After the war, Joe Friezer became an elite photographer who was assigned by newspapers to accompany Dutch Queen Juliana as a press photographer on her trips. During this time, Friezer was one of the designated photographers sent out by newspapers to photograph the Dutch royal family.
As his photography business grew, Friezer added a store and a basement darkroom as well as more employees. During this time, the Friezer family lived above the store. Aside from running his own studio, Friezer was also one of the photographers involved in the creation of ANP (Algemeen Nederlands Persbureau), a Netherlands Press Bureau organization that supplied photographs to newspapers all over the country. ANP still exists today.

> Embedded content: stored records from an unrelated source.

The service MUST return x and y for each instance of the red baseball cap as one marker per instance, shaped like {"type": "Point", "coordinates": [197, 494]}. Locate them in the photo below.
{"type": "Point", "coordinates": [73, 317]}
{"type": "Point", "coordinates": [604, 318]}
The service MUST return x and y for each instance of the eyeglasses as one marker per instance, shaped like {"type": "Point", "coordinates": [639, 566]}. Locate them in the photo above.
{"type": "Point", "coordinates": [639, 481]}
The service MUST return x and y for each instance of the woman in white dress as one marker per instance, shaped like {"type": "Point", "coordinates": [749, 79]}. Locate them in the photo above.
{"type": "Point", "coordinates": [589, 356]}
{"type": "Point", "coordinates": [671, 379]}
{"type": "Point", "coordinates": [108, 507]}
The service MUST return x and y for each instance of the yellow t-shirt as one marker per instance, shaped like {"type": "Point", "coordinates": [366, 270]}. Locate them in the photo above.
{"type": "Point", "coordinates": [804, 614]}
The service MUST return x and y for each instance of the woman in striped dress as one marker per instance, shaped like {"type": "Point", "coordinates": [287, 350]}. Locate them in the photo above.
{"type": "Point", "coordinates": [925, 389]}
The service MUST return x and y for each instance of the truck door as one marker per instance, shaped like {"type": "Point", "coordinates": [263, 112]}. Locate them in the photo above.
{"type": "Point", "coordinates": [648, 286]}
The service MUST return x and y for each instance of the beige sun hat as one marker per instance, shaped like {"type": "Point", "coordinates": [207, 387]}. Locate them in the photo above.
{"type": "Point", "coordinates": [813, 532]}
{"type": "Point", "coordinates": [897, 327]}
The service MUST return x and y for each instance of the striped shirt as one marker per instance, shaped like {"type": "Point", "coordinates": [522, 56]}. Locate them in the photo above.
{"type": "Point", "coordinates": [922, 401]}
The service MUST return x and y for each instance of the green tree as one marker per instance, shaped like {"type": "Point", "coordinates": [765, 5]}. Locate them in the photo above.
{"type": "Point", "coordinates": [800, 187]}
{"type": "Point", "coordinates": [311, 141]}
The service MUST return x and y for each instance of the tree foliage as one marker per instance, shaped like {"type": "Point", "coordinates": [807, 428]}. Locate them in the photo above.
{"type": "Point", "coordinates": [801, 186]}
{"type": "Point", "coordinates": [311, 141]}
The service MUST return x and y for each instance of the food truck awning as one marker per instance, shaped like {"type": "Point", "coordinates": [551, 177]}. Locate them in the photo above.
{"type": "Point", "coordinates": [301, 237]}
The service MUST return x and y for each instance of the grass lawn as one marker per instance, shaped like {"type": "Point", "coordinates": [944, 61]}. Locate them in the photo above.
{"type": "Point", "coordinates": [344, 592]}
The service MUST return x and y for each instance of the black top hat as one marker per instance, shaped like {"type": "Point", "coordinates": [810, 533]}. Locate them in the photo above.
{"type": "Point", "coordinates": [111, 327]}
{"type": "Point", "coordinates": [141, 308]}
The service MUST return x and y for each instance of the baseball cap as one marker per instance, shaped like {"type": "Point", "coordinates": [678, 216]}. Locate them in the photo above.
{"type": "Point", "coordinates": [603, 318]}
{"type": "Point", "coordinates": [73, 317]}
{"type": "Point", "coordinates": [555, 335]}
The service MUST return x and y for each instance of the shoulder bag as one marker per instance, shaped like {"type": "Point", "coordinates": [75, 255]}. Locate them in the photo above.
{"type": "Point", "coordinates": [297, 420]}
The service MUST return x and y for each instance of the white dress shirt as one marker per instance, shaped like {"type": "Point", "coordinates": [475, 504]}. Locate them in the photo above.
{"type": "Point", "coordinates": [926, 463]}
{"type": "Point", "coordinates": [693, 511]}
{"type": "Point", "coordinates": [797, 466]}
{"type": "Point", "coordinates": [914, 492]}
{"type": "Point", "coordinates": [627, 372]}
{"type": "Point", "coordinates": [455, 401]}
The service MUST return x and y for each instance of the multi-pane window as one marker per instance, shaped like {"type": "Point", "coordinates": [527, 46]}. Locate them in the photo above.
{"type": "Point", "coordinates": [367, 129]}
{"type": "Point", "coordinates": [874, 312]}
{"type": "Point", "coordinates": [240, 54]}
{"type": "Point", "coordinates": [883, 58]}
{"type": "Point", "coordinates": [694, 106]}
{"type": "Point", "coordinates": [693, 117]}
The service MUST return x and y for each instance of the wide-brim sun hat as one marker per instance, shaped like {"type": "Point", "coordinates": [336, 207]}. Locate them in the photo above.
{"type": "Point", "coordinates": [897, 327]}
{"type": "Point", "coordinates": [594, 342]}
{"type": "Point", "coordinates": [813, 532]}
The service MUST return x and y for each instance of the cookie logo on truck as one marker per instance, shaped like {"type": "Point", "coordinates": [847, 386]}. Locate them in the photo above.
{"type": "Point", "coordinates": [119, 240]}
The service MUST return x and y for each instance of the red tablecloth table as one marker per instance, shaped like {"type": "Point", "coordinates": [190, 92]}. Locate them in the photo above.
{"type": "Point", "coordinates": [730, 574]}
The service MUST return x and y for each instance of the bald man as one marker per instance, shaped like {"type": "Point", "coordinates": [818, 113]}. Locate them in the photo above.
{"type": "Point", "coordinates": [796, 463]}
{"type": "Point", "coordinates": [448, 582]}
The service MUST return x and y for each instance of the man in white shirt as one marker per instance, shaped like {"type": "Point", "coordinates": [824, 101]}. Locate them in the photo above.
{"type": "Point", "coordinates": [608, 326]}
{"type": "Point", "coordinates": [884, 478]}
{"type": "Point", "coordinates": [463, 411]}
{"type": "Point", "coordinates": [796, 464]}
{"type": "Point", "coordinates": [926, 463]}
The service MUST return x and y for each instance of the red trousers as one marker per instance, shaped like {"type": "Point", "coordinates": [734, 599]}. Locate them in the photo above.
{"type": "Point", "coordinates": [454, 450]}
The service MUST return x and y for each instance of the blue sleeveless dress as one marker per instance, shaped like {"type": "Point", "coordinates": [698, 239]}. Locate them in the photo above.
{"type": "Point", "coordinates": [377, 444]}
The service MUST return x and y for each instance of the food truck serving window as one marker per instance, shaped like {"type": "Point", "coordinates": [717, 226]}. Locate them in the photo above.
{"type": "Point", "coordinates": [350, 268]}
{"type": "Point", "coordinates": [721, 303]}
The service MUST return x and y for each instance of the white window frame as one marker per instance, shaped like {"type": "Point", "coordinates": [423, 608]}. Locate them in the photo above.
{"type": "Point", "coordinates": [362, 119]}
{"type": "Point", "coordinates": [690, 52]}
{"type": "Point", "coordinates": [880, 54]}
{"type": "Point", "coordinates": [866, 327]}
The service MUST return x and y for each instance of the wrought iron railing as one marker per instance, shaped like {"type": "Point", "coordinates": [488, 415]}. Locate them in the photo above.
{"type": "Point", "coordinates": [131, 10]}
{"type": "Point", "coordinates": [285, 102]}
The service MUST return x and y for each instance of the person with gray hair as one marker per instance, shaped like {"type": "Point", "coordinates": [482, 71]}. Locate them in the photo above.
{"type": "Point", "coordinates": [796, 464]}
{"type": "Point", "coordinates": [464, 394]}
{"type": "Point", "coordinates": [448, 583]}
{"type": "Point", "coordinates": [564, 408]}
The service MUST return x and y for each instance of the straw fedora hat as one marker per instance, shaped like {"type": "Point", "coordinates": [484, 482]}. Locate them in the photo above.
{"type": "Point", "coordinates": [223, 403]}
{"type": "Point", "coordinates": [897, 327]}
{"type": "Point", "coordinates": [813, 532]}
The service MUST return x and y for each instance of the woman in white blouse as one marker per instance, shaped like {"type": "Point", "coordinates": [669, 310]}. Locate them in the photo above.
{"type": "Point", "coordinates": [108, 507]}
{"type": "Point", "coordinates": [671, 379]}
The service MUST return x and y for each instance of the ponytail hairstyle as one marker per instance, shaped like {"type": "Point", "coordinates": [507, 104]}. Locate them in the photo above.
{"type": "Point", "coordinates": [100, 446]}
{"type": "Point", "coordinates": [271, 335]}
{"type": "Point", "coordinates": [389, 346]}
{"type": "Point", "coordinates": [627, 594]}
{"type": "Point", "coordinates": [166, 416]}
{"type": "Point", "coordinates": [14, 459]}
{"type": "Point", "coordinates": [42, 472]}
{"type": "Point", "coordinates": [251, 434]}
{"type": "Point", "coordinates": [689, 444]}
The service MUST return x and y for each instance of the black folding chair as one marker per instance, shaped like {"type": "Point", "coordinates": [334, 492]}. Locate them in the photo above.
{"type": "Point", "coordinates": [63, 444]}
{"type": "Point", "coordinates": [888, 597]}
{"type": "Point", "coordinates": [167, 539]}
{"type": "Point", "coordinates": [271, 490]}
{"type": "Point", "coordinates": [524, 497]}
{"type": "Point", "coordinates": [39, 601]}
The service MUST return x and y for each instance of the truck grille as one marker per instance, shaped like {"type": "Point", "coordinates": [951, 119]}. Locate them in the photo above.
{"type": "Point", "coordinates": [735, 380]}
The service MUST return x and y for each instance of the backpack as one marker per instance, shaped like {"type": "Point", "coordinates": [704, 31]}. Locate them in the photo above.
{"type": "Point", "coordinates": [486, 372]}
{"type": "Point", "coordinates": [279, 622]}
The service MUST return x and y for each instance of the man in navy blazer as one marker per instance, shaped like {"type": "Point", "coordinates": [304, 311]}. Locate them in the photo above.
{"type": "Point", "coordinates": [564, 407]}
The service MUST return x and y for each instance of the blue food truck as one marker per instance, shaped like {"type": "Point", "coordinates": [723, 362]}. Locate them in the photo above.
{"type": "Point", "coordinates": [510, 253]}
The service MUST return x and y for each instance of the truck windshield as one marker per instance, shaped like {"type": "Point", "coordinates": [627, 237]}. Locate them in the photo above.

In 1955, after accompanying Queen Juliana on a few trips to the United States, Friezer decided to move his family to the United States, abandoning his lucrative business in the process. Arriving first in New York, the Friezer family stayed first in New York for a couple months in the apartment of famous CBS news correspondent and journalist Daniel Schorr, who Friezer had previously met and who was in Moscow at the time on assignment. Having found no work, Friezer left New York shortly thereafter for Los Angeles, where a former colleague, Eric Hoff, suggested that they could start their own photography business together. Friezer and Hoff's studio was first established on Vermont Ave. near Los Angeles Community College where the two shot portraits, weddings, and commercial photographs. To supplement his income and support the family, Friezer also took odd jobs during this time period: delivering phone books, buffing floors, etc.
His first big break came when Deal Publications, a chain of community newspapers based in Los Angeles, asked Friezer to take photographs. Soon he was asked to work with the Northeast Newspaper as well as other local newspapers and clients (e.g. Occidental College, University of Southern California).
Eventually, Friezer left the studio he started with Hoff to focus on newspapers and local clients. The darkroom he worked out of was built with wood from the shipping crates he sent for his move from Holland to the United States. In addition to working with local newspapers, Friezer also became a West Coast correspondent for some of the biggest newspapers and magazines in Holland (e.g. The Telegraph). His style of taking one photograph per event earned him the nickname of "One Shot Joe" from clients, journalists, and fellow photographers.
Friezer was a member of the Greater Los Angeles Press Club and the California Press Photographers Association, where he was also an award-winning photographer in many of their annual contests. Outside of photography, Friezer was also President of and very involved with a Dutch social club, Neerlandia, which was based in Southern California.
He continued to photograph until his health later declined. Joe Friezer passed away on March 24, 1998.